Police immediately searched Oduwole's apartment, where they found a legally acquired handgun. They also learned that he had been trying to purchase additional guns, also legally, and that was all they needed. Oduwole was charged with attempting to communicate a terrorist threat.

At the October 2011 trial, defense attorneys argued that Oduwole was an amateur rapper who took compulsive notes about ideas for his lyrics. They even brought in an expert witness who reviewed Oduwole's other notebooks of lyrics and compared them with the note.

She testified that the writings on the crumpled note were clearly an idea for a rap song or "the formative stages of a rap lyric." She also testified that Oduwole was an aspiring "gangsta" rapper and that his lyrics comported with what one might expect from someone in that subgenre.
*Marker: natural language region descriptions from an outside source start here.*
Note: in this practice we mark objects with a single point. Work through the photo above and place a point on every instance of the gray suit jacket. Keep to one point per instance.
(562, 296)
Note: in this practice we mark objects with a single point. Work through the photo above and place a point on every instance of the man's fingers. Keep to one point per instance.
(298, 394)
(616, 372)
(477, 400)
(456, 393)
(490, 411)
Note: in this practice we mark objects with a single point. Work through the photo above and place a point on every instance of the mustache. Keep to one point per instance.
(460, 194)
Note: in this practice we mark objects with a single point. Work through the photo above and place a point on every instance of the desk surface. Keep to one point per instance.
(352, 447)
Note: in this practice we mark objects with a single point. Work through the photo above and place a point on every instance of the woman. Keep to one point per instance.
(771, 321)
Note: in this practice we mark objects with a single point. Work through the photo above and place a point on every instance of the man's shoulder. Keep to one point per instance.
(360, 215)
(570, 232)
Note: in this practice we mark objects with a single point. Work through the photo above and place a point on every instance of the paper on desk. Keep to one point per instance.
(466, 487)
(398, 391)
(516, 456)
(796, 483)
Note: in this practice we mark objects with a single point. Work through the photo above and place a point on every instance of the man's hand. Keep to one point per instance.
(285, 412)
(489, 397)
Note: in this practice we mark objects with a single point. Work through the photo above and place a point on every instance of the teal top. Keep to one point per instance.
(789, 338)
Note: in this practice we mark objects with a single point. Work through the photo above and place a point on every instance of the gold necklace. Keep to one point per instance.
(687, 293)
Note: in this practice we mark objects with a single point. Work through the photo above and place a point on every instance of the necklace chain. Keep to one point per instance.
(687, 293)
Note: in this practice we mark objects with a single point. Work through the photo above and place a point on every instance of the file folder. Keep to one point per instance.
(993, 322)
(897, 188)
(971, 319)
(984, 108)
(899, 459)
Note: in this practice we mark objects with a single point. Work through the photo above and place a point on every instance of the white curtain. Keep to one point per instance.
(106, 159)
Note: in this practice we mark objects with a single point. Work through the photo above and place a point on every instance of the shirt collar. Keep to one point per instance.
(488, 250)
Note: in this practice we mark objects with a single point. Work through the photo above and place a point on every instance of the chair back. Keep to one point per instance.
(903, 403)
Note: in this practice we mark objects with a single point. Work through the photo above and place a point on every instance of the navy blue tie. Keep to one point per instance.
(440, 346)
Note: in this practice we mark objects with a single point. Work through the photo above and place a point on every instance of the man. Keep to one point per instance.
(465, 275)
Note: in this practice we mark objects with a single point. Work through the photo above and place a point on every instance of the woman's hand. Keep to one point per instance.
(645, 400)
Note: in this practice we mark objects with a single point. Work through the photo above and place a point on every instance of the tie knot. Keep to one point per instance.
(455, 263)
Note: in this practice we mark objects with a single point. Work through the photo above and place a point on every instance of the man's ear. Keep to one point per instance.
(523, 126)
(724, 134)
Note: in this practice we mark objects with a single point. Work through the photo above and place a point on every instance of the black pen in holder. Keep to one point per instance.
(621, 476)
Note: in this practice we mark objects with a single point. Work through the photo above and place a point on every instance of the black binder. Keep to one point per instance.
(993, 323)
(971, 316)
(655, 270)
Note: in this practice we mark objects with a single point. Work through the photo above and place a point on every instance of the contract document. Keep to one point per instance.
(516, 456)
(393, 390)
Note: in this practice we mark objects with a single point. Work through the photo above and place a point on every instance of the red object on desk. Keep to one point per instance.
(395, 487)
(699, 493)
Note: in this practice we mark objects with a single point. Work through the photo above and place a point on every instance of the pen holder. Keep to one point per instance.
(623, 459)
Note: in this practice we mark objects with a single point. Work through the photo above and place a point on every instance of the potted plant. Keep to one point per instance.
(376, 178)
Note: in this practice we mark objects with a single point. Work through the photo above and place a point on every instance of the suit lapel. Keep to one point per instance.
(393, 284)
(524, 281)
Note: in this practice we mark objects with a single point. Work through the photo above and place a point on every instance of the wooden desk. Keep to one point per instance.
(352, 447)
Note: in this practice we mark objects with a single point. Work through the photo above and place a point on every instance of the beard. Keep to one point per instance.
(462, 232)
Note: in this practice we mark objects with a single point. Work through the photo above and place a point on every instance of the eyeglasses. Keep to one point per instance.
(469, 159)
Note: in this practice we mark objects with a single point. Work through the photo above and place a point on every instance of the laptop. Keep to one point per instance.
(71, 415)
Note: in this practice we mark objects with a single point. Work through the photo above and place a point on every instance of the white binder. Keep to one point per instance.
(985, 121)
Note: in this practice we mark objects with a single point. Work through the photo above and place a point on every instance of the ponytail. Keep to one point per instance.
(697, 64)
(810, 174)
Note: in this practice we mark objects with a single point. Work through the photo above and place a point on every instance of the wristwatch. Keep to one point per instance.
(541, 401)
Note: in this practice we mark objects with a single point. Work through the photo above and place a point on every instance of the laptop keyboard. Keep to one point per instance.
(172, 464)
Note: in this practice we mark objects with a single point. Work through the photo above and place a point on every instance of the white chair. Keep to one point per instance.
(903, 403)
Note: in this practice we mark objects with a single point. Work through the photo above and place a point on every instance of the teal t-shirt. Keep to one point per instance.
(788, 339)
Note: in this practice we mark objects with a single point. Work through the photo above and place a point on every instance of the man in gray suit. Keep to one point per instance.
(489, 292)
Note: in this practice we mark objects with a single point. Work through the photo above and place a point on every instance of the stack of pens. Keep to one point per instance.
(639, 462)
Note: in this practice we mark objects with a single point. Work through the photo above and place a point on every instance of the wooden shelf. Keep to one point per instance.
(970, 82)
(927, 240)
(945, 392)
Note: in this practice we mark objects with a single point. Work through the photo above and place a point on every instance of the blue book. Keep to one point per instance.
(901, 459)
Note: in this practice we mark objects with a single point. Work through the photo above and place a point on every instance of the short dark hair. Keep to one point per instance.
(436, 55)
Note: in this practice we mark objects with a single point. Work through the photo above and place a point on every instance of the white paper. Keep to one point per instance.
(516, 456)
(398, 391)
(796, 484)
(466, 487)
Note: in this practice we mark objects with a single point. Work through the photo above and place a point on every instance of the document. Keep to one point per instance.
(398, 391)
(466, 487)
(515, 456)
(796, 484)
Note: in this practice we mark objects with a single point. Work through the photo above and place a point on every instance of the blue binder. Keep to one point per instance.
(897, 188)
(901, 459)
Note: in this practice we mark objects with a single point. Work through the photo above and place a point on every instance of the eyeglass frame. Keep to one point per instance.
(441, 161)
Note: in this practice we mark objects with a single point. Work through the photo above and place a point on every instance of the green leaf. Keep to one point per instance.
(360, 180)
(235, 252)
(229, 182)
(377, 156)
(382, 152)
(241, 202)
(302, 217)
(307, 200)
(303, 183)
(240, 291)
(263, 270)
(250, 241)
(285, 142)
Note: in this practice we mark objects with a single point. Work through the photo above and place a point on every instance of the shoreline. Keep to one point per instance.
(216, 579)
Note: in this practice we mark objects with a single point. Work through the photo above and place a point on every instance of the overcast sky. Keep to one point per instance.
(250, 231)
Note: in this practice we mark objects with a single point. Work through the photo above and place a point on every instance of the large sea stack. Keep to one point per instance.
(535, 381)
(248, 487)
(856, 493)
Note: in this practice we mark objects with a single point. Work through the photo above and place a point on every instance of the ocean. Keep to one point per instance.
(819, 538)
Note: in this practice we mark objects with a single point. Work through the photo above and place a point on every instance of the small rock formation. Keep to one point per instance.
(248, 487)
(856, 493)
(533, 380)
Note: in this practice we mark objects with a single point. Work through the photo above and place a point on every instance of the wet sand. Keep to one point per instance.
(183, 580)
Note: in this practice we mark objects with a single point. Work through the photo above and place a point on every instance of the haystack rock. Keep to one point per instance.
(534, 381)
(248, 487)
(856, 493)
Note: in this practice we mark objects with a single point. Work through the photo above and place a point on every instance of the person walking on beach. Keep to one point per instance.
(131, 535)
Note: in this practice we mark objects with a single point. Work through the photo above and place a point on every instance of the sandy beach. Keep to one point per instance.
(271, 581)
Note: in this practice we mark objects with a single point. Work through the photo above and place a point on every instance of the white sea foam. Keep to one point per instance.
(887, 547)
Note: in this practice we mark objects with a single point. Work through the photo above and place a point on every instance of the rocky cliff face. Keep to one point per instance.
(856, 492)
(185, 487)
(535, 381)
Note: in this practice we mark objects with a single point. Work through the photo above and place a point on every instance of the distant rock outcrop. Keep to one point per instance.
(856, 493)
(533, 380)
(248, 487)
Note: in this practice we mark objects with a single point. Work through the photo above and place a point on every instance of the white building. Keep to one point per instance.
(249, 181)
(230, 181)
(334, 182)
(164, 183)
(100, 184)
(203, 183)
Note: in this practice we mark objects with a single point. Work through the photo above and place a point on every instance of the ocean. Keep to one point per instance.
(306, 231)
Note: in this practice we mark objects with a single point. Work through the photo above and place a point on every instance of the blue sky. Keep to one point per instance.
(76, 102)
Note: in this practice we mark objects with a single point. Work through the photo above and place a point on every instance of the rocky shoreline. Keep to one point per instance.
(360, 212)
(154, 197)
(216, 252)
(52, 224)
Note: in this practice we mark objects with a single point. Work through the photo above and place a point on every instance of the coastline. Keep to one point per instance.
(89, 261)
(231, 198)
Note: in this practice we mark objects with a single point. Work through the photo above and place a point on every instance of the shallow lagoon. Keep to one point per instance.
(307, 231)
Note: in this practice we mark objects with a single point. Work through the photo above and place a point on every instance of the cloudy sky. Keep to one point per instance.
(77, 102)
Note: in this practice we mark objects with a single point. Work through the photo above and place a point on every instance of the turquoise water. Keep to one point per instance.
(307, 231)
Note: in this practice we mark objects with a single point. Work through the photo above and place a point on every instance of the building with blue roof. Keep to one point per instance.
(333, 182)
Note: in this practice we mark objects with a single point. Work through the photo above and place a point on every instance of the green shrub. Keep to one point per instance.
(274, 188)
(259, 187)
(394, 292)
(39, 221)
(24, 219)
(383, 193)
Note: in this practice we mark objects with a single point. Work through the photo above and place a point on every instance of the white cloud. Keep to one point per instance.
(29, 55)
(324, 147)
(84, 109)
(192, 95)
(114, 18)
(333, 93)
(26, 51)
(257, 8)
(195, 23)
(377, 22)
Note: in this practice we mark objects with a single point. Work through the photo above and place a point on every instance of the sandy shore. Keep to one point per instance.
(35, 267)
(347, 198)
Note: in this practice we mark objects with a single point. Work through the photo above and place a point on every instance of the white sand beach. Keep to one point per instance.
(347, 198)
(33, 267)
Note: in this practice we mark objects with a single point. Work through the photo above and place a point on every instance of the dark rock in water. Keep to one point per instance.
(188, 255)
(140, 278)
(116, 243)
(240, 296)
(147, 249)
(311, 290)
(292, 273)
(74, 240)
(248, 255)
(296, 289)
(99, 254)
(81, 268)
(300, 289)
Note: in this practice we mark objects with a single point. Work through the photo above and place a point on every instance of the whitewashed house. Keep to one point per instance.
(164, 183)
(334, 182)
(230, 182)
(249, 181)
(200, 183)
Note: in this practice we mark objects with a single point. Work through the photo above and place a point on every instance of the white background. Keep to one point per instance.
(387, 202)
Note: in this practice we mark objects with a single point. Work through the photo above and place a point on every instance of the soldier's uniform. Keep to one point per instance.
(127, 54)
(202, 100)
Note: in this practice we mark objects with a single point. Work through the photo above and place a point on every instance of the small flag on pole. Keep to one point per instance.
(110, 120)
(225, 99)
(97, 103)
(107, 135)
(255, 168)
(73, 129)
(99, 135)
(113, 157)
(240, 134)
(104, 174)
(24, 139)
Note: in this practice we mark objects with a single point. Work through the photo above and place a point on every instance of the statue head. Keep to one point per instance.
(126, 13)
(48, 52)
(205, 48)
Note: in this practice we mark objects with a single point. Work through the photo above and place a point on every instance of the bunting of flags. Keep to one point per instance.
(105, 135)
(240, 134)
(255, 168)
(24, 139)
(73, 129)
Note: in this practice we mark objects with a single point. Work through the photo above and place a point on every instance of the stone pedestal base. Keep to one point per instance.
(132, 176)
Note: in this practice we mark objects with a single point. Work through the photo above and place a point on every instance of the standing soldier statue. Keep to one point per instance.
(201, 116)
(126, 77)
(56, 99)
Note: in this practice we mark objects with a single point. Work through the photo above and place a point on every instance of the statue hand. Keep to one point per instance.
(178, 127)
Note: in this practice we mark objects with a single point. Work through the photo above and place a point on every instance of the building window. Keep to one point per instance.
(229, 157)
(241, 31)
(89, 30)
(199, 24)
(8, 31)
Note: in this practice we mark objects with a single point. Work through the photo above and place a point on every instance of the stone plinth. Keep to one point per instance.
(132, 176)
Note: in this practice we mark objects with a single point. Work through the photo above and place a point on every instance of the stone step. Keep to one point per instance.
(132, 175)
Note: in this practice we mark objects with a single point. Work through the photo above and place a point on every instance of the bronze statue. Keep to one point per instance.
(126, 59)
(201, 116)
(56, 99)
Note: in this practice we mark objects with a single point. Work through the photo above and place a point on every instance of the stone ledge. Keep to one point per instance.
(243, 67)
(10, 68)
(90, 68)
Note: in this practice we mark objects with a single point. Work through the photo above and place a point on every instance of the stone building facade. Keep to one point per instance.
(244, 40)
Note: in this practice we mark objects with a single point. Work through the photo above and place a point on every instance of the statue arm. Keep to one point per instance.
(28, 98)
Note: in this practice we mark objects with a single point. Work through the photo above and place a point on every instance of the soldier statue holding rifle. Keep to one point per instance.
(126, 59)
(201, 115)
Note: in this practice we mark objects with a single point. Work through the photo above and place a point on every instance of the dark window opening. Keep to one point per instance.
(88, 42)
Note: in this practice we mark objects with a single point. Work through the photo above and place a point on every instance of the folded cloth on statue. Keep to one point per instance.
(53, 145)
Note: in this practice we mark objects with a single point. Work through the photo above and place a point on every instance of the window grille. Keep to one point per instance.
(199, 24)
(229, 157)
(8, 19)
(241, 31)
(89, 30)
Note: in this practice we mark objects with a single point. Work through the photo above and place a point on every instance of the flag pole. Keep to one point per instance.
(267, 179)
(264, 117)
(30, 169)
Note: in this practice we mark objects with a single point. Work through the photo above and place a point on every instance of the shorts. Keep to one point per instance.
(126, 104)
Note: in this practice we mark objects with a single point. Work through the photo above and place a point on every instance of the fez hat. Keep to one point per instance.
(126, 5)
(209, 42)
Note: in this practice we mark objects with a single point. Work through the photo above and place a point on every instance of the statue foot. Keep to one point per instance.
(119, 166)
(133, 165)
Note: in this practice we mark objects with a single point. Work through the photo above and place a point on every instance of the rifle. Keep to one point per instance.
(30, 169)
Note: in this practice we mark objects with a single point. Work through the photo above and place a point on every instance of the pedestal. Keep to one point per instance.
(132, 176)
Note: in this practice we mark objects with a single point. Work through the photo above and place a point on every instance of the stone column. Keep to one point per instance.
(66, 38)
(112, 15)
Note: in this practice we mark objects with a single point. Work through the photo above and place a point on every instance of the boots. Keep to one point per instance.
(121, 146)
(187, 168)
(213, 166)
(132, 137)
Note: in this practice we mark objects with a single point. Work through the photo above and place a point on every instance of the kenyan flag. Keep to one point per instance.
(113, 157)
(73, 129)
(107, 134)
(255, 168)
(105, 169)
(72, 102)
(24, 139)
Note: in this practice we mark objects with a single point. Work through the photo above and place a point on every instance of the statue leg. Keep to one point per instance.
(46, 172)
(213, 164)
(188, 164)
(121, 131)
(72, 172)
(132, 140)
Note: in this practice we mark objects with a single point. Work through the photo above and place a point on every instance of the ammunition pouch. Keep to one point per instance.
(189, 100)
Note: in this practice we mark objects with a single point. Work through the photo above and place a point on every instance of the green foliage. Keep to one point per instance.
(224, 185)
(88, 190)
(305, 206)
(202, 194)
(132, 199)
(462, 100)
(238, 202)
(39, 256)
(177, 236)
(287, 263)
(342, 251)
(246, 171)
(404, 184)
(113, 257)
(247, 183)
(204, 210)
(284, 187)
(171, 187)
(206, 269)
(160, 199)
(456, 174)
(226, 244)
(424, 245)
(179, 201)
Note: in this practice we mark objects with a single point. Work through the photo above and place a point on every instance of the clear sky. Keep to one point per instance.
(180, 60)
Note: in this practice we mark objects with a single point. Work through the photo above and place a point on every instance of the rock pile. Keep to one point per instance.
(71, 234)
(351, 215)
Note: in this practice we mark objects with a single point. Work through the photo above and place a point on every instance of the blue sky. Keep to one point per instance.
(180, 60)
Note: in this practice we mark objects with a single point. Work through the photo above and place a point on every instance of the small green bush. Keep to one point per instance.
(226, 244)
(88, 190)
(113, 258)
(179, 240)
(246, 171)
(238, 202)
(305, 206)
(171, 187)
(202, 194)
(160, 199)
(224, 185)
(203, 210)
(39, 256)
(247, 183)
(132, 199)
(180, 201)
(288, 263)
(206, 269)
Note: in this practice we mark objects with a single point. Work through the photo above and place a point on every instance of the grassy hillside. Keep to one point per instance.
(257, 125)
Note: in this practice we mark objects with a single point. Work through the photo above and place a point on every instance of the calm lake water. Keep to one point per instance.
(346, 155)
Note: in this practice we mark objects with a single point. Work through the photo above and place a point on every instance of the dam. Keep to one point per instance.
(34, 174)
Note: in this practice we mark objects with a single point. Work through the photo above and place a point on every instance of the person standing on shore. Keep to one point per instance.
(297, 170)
Nevertheless, the all-white jury convicted the 26-year-old Oduwole, who is black, and he was later sentenced to five years in prison.

However, even casual fans understand that exaggeration and hyperbole are hallmarks of the genre. Rappers are putting on an act, even if it's one that in some ways mirrors their reality. Their use of alternate names ought to make this obvious.

"Most rappers use a stage name or something other than their 'government name' when performing," Todd Boyd, professor of critical studies at the University of Southern California, told The Root . "This suggests that they are characters with a persona."

And sometimes that persona is a far cry from the person behind it. Rick Ross, one of the most popular rappers today, uses his lyrics to portray a criminal lifestyle patterned after the real Rick Ross, a notorious Los Angeles gangster. The rapper -- whose real name is William Leonard Roberts II -- is no brazen criminal himself, though. In one of life's delightful ironies, it turns out that he once worked as a prison guard.

But focusing on a Rick Ross persona, or one like it, gives prosecutors a powerful tool at trial, especially when their cases are weak. And this, argues Andrea Dennis, is a reason to exclude rap lyrics altogether. "I tend to favor exclusion," she told The Root, "because of reliability and prejudice concerns that may result in conviction despite insufficient other evidence."

Although jurors are supposed to acquit when there's reasonable doubt, the weight of lyrics can be too great, particularly if those lyrics reinforce preconceived notions about the defendant. Indeed, as Boyd reminds us, in these trials authorities are often prosecuting someone "who already looms as a threatening stereotype in the minds of society."

Using lyrics, then, isn't just a matter of an art form being sacrificed for the sake of an easy conviction; it can also be a pernicious tactic that plays upon and perpetuates enduring stereotypes about the inherent criminality of young black men.